According to Meagher, the problem with this partnership strategy is that some graduating 8(a) companies rely too heavily on the 8(a) program and partnerships that result from it.

The 8(a) program is designed to help small disadvantaged businesses compete for federal contracts. But according to SBA data, of the 234 companies that graduated from the program in 1996, only 91 were still in business in 1998.

"A lot of people do not succeed, because the program is not built to make you succeed," said Priester. "When you first come into the 8(a) program, you are given one or two guidelines, and if you are lucky you can find a seminar or a class that will help. But the SBA does not get involved with the 8(a) until the 8(a) receives some work. And if you don't get work after the second year, they kick you out."

Priester calls ADS an 8(a) success story. His company entered the program in 1989 with revenue of $2.3 million, which hit $5.3 million one year later. Revenue continued to climb steadily, hitting $25 million in 1998, the company's final year in the program.


Although the company is still profitable, Priester said, its revenue has dipped to $23 million to $24 million in 1999. Meagher said ADS' revenue loss is not that unusual, because 8(a) business owners often underestimate the amount of business they will lose after the company graduates from the program.

"What is important is that [ADS] is still profitable," said Meagher.

As long as Priester followed SBA's recommendation to graduate from the program with less than 20 percent of the company's business from the 8(a) program, Meagher said, "then he is doing what he should be doing.
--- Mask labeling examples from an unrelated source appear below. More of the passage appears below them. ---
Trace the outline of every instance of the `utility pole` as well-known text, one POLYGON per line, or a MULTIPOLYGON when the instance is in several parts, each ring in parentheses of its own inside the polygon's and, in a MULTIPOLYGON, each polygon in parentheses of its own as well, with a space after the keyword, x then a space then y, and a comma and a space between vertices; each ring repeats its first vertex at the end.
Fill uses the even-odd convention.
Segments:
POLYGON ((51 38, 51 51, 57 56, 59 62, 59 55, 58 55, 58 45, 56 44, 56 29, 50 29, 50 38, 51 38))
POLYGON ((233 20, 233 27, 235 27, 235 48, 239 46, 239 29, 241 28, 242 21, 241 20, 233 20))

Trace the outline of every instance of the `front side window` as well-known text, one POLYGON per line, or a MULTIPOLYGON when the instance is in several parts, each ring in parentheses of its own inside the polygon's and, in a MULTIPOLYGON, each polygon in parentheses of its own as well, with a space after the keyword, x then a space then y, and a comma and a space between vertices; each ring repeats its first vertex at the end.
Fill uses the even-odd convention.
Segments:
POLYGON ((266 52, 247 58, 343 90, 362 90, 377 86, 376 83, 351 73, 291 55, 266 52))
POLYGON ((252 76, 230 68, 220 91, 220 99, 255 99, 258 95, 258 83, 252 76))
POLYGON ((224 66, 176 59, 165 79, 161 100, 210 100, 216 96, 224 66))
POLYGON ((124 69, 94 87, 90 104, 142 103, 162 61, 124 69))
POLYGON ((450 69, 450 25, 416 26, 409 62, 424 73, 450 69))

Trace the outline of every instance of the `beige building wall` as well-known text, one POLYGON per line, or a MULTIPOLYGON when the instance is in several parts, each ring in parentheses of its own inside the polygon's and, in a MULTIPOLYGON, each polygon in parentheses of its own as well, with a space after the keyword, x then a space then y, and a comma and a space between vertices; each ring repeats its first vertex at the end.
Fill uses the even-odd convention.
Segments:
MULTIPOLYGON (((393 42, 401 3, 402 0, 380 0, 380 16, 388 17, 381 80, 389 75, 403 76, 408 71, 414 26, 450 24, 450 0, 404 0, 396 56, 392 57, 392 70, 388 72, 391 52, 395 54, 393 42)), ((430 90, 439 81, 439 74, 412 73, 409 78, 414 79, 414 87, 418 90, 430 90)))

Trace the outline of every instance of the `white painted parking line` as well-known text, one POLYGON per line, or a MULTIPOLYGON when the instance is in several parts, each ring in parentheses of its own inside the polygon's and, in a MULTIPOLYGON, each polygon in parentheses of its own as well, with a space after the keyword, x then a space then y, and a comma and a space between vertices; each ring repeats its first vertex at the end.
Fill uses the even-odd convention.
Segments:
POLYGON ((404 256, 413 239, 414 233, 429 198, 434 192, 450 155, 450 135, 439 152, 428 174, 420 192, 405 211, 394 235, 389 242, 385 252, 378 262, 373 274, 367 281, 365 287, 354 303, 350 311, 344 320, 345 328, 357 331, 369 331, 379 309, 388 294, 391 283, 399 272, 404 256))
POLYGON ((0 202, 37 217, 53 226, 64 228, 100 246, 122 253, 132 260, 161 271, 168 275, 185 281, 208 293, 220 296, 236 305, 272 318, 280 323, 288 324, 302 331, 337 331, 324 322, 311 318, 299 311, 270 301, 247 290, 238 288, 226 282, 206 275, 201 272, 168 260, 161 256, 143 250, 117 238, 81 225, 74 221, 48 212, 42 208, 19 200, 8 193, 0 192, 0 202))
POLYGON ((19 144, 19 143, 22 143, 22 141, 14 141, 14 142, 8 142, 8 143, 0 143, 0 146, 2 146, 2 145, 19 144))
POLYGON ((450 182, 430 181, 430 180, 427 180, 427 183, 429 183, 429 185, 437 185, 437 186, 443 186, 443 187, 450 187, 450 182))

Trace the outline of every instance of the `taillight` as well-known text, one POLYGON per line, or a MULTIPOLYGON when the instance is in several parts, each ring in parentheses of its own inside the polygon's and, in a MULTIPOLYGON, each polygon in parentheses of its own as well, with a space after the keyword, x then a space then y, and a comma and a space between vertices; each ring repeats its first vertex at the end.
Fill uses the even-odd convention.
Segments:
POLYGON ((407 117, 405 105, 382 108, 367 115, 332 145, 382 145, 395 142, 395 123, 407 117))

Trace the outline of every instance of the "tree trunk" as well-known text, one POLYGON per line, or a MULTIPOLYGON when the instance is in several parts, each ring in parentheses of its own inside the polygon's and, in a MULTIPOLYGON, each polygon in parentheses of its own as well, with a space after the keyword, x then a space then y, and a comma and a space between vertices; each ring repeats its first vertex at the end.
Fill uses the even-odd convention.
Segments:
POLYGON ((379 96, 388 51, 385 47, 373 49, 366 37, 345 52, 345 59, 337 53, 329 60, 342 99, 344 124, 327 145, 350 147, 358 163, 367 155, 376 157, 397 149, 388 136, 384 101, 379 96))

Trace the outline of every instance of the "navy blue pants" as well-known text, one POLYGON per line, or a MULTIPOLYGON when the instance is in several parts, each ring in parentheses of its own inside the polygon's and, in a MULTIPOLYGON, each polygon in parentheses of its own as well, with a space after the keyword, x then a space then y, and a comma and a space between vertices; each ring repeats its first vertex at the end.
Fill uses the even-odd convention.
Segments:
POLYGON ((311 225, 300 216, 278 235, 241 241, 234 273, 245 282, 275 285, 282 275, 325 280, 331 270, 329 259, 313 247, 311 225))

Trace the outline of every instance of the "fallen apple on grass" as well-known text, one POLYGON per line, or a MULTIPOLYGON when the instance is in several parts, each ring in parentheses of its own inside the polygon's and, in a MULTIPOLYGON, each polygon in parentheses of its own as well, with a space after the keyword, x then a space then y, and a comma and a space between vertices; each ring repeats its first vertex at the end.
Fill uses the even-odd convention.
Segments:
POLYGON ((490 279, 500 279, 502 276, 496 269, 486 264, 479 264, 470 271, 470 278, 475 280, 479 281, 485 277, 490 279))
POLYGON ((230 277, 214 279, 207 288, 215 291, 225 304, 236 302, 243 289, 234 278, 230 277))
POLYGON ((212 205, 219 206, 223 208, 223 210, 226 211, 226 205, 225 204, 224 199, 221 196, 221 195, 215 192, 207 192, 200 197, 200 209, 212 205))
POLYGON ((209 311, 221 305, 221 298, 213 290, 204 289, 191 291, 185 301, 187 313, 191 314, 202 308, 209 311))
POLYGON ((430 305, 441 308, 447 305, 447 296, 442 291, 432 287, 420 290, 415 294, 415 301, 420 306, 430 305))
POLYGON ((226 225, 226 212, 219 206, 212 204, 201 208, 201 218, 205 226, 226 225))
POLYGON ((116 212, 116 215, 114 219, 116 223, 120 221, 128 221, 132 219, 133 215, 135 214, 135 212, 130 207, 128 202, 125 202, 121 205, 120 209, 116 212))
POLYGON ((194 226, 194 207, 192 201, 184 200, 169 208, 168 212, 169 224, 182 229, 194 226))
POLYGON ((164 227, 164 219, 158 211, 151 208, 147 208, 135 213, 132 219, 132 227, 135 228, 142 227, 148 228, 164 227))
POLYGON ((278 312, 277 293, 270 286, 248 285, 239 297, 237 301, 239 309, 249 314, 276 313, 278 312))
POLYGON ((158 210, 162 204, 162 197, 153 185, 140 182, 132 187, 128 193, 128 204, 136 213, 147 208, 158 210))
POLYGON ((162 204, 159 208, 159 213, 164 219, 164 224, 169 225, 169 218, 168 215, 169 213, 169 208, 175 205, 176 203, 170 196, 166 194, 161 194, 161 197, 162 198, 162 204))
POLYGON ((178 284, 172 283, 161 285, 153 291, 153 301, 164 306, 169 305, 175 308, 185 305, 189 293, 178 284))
If he is, then he is in good shape."

According to Priester, ADS adhered to the SBA recommendations.

"We have had 30-some projects but not all are 8(a), because after you are in the program for a while, you learn how to compete, and that is what the 8(a) vehicle is all about," said Priester. "You are supposed to learn how to position yourself and compete. If you learn how to do that, you will win."

Priester said the 8(a) program taught him how to win government business. ADS generates 80 percent of its business from government contracts, including agencies such as the Environmental Protection Agency, Federal Aviation Administration, the National Institutes of Health, the departments of Education, Justice and Treasury, Naval Air Systems Command, Naval Sea Systems Command, and the Space and Naval Warfare Systems Command.

Although the partnership approach seems to be working for ADS right now, Meagher said the company is entering an interesting phase. As it distances itself from the program, he said, it must compete with much larger and more experienced businesses.

Jack Priester

Founder and CEO,
Armstrong Data Services, Vienna



Age: 59

Marital status: Married 37 years

Education: San Fernando State College, now Cal State University, Northridge

Major: Political science
"At one time I thought I was ready to go out and change the world, then I had to start paying the bills ... I was making money from programming, so I thought maybe I'll change the world next year."


First job: "My first job was working at a grocery store, delivering groceries."


Favorite flick: "The Man Who Shot Liberty Valance"

Most recent read: "Loose That Man & Let Him Go!" T. D. Jakes

Lunch routine: "If I have lunch, I have it in my office."